Since $\omega(x)$ is invariant under the flow and contains no fixed points (as $D$ has none), the orbit through $q$ is a regular orbit entirely contained in $\omega(x)$. By the uniqueness of ODE solutions, this orbit cannot cross $\Gamma$, so it remains entirely on one side of $\Gamma$ -- in the interior.

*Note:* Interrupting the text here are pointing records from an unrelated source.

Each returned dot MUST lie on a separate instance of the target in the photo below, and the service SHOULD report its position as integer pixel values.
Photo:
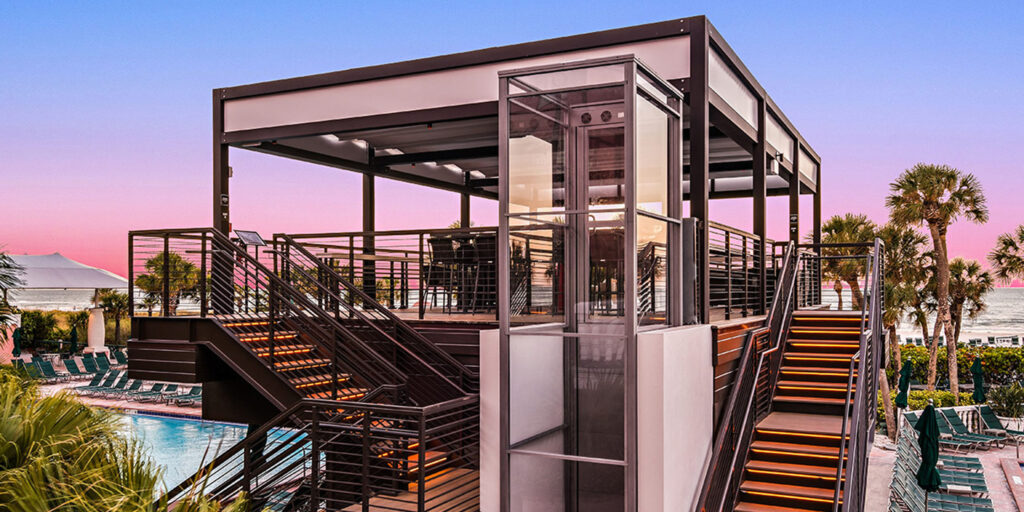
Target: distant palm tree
(115, 305)
(848, 228)
(968, 286)
(1008, 256)
(937, 196)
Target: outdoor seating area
(963, 488)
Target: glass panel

Now repeat the entire Poincare section argument for the orbit through $q$: construct a transversal $\Sigma'$ at $q$, track the crossings of orbits with $\Sigma'$, and extract a periodic orbit $\Gamma'$ from the crossing limit. This $\Gamma'$ lies in $\omega(x)$ (by invariance and closure) and lies entirely in the interior of $\Gamma$ (since the orbit through $q$ stays in the interior).
But now $\omega(x)$ contains both $\Gamma$ and $\Gamma'$, with $\Gamma$ separating $\Gamma'$ from the unbounded component of $\mathbb{R}^2 \setminus \Gamma$. For $\omega(x)$ to be connected, there must exist a continuous path within $\omega(x)$ connecting a point of $\Gamma'$ to a point of $\Gamma$. Any such path from the interior of $\Gamma$ to $\Gamma$ must cross $\Gamma$ -- but then the path lies on $\Gamma$, contradicting $\Gamma' \neq \Gamma$ (since $\Gamma'$ is in the interior).
This contradiction forces $\omega(x) = \Gamma$: the $\omega$-limit set is exactly one periodic orbit. This completes the proof of the Poincare-Bendixson theorem.